Dîlok’a üniversite okumak için gittiğinde buradaki devrimci, yurtsever gençlikle tanışan yoldaşımız, çalışmalara aktif bir şekilde dahil oldu. Bu süreçte yoldaşlarıyla yaptığı tartışmalardan, Rêber Apo’nun savunmaları ve çözümlemeleri temelinde yaşadığı yoğunlaşmalardan özgürlük hareketimizi ve Rêber Apo gerçekliğini daha iyi anlayan yoldaşımız, bunları daha fazla mücadele etmenin gerekçesi yaptı. Yine Kurdistan’da özgürlük gerillası öncülüğünde yürütülen mücadeleyi de yakından takip eden Ferat yoldaşımız, özellikle yaşanan şehadetlerden derinden etkilendi. Yakın akrabalarından gerilla saflarına katılımların olması da yoldaşımızın daha fazla yoğunlaşmasına neden oldu.

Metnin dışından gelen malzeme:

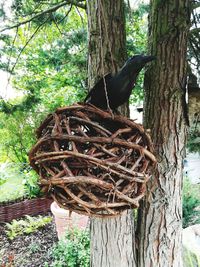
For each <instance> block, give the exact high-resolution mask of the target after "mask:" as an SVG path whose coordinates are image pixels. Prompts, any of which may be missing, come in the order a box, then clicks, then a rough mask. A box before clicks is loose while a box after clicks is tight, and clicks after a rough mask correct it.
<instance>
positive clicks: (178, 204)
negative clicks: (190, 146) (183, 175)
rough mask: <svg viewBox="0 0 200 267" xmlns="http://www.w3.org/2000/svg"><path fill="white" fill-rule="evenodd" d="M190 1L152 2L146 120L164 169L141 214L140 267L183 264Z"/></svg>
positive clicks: (139, 218)
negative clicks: (184, 174) (153, 57)
mask: <svg viewBox="0 0 200 267" xmlns="http://www.w3.org/2000/svg"><path fill="white" fill-rule="evenodd" d="M189 25H190V8H189V0H176V1H158V0H152V1H151V12H150V24H149V48H150V51H151V54H153V55H156V56H157V60H156V62H155V63H152V65H151V67H150V68H149V69H148V71H147V72H146V74H145V105H144V124H145V127H146V128H149V129H150V130H151V136H152V140H153V143H154V145H155V153H156V156H157V160H158V173H157V174H156V175H155V177H154V178H153V179H152V180H151V182H150V183H149V184H148V195H147V196H146V198H145V199H144V200H143V202H142V206H141V208H140V210H139V216H138V231H137V234H138V240H139V248H138V266H140V267H157V266H159V267H175V266H176V267H178V266H182V259H181V256H182V255H181V248H182V244H181V232H182V197H181V194H182V176H183V172H182V169H183V158H184V155H185V142H186V128H187V126H186V122H187V116H186V109H185V107H186V105H185V99H184V97H185V86H186V52H187V39H188V30H189Z"/></svg>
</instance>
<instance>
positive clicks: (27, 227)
mask: <svg viewBox="0 0 200 267" xmlns="http://www.w3.org/2000/svg"><path fill="white" fill-rule="evenodd" d="M51 221H52V218H51V217H49V216H46V217H43V216H38V217H31V216H28V215H26V216H25V219H21V220H18V221H17V220H13V221H12V222H11V223H7V224H6V226H7V229H8V230H7V231H6V234H7V236H8V238H9V239H10V240H13V239H14V238H15V237H17V236H19V235H23V234H31V233H33V232H35V231H37V229H38V228H40V227H44V226H45V225H46V224H48V223H50V222H51Z"/></svg>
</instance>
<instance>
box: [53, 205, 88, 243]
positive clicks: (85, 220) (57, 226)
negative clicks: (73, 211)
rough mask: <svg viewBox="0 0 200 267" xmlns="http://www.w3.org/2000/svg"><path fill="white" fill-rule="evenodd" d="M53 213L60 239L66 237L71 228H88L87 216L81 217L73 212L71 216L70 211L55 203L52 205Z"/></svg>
mask: <svg viewBox="0 0 200 267" xmlns="http://www.w3.org/2000/svg"><path fill="white" fill-rule="evenodd" d="M51 212H52V213H53V215H54V218H55V224H56V231H57V234H58V239H61V238H62V237H63V236H64V235H65V232H66V230H67V229H69V228H72V227H77V228H80V229H85V228H86V227H87V224H88V217H87V216H84V215H79V214H77V213H74V212H72V213H71V216H69V211H68V210H65V209H62V208H60V207H59V206H58V204H57V203H56V202H55V201H54V202H53V203H52V204H51Z"/></svg>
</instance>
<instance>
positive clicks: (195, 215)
mask: <svg viewBox="0 0 200 267" xmlns="http://www.w3.org/2000/svg"><path fill="white" fill-rule="evenodd" d="M196 223H200V186H199V185H195V186H194V185H193V184H191V182H190V180H189V178H187V177H185V179H184V183H183V228H186V227H188V226H189V225H193V224H196Z"/></svg>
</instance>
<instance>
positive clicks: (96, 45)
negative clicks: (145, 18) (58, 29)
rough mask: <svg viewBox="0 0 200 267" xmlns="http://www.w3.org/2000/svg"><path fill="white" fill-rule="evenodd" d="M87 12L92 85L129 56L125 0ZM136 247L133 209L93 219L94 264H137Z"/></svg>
mask: <svg viewBox="0 0 200 267" xmlns="http://www.w3.org/2000/svg"><path fill="white" fill-rule="evenodd" d="M87 12H88V34H89V36H88V48H89V53H88V84H89V88H92V87H93V86H94V84H95V83H96V82H97V81H98V80H99V78H101V77H102V76H104V75H106V74H107V73H109V72H112V73H115V72H116V71H117V70H118V69H119V68H120V67H121V66H122V65H123V64H124V61H125V59H126V45H125V44H126V39H125V18H124V1H123V0H118V1H116V0H110V1H108V0H93V1H90V0H88V1H87ZM127 106H128V105H126V106H125V107H124V110H127ZM133 246H134V224H133V214H132V211H126V212H125V213H124V214H123V215H122V216H119V217H116V218H112V219H108V218H107V219H101V218H92V219H91V267H116V266H120V267H134V266H135V263H134V249H133Z"/></svg>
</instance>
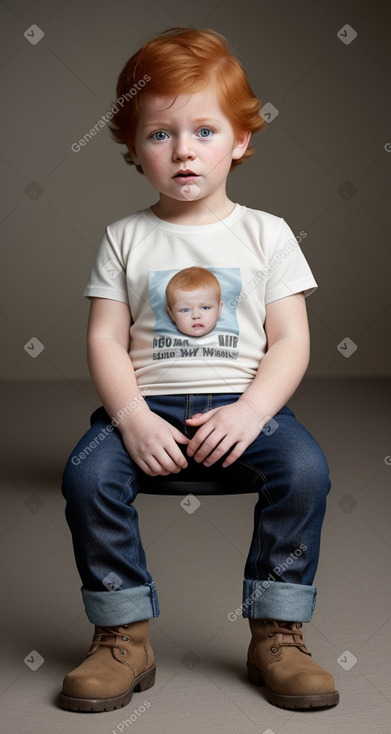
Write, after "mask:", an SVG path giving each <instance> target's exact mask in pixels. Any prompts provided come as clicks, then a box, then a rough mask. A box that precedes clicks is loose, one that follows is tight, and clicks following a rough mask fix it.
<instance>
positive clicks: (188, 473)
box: [139, 459, 266, 495]
mask: <svg viewBox="0 0 391 734" xmlns="http://www.w3.org/2000/svg"><path fill="white" fill-rule="evenodd" d="M265 481H266V477H265V476H264V475H263V474H262V472H258V471H257V470H255V469H254V468H253V467H251V466H249V465H248V464H245V463H240V459H238V460H237V461H236V462H235V463H234V464H232V465H231V466H229V467H227V468H226V469H223V470H222V472H219V475H218V476H217V473H216V471H213V467H210V468H207V467H204V466H203V465H201V466H200V465H199V464H197V463H196V462H189V466H188V467H187V468H186V469H183V470H182V471H181V472H180V473H179V474H168V475H167V476H165V477H163V476H158V477H149V476H147V475H144V476H143V478H142V480H141V482H140V489H139V492H140V493H141V494H161V495H187V494H194V495H219V494H247V493H250V492H259V490H260V489H261V487H262V485H263V484H264V483H265Z"/></svg>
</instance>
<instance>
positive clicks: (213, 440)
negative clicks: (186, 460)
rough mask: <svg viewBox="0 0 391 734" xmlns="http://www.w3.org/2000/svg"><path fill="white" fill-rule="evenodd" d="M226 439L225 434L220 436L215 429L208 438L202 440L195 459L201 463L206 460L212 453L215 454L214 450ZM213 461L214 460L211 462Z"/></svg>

Artık bir yol ayrımına geldiğinin farkında olan yoldaşımız, ya kahraman şehitlerimizin, Rêber Apo ve halkımızın büyük bedeller vererek yarattıkları özgür yaşama katılarak bunu öncülüğünü yapacaktı ya da sistemin çarkları arasında kölece bir yaşamı kabul edecekti. Tercihini özgür yaşamdan yana yapan Ferat yoldaşımız, 2015 yılında okuduğu üniversiteyi ikinci sınıfta terk etti ve yüzünü Kurdistan dağlarına dönerek gerilla saflarına katıldı.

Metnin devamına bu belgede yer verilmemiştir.